Nevertheless, RMB’s Formby says employees do miss the personal interaction with colleagues. While online meetings still enable formal engagement, informal interactions such as having a coffee or lunch with a team member are harder to replicate.

He predicts that many companies will increasingly opt for blended models that will see employees spending two or three days per week in the office with the remainder spent working remotely. 

“I think that is a model that is eminently achievable and one that we would like to move to, but of course it does have several consequences,” he says. “Moving to a blended model would require some reconfiguration of office spaces to destinations where employees can go to collaborate or engage with their colleagues.”

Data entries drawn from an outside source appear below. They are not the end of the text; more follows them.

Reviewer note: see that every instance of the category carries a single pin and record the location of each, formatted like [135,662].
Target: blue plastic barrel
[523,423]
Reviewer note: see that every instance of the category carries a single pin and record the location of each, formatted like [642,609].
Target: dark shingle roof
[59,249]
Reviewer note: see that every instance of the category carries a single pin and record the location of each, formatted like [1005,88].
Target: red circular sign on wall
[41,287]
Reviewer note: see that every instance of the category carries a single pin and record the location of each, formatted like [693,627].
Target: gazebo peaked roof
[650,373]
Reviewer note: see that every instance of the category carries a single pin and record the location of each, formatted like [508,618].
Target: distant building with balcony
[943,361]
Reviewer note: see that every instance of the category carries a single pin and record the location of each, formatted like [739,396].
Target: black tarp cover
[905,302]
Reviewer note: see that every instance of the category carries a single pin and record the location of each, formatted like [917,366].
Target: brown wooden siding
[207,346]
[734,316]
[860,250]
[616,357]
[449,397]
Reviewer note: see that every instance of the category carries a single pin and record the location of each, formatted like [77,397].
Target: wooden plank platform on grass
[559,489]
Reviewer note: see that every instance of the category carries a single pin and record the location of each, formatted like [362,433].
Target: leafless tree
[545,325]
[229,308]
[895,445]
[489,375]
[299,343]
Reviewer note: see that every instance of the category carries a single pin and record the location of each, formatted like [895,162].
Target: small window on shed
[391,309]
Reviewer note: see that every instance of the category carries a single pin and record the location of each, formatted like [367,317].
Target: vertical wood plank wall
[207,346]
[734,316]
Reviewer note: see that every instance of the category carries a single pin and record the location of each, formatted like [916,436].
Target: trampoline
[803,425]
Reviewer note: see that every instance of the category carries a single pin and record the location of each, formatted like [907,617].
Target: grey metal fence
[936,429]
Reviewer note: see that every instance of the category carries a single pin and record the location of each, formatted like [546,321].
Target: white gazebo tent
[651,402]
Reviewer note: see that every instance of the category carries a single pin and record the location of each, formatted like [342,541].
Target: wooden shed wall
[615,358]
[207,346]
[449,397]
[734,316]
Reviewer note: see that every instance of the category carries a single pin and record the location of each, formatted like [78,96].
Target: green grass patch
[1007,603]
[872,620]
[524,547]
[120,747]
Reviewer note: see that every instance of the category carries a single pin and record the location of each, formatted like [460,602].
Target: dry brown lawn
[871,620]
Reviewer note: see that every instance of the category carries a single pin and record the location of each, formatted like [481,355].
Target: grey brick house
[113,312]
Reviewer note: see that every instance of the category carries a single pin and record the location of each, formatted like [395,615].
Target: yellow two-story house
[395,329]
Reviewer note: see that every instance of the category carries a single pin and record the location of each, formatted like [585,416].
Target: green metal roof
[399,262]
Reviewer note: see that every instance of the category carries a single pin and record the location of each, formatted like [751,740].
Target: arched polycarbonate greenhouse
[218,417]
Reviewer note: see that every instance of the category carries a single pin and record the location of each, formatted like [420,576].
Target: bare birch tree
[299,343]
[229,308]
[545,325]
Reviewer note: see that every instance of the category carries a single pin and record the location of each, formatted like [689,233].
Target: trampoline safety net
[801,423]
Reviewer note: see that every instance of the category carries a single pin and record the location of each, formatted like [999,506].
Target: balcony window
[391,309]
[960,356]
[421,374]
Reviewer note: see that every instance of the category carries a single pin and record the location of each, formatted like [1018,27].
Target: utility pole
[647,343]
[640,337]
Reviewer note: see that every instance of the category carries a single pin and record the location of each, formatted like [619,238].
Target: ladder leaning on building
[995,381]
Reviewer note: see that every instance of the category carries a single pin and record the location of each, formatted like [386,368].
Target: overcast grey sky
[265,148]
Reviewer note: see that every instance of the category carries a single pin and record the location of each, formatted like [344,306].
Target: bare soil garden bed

Shoprite says it is currently investigating a longer-term work-from-home policy, and Dimension Data also believes that a hybrid model in which employees split their working week between the office and home, is “the most viable option for the long-term”.

A survey of its employees showed that 50% preferred to work from home at least half of the time. The company is now considering giving employees the option of working two days a week “virtually” - either at home or at a coffee shop - provided they are able to access an office hub at short notice if required.

“The future of our workplace is based on the philosophy that for the vast majority of workers, work is something you do and not somewhere you go,” says Dimension Data’s Voller.

Prescient requires staff to spend at least three-days per week in the office, but Dyers says Covid-19 has challenged the conventional wisdom that being in the office makes someone productive. In many ways, she says staff are more productive when working from home.

“You don’t need to see people to see if they’re productive,” she says. “The caveat is that you have to have good leadership and accountability at every level in the organisation.”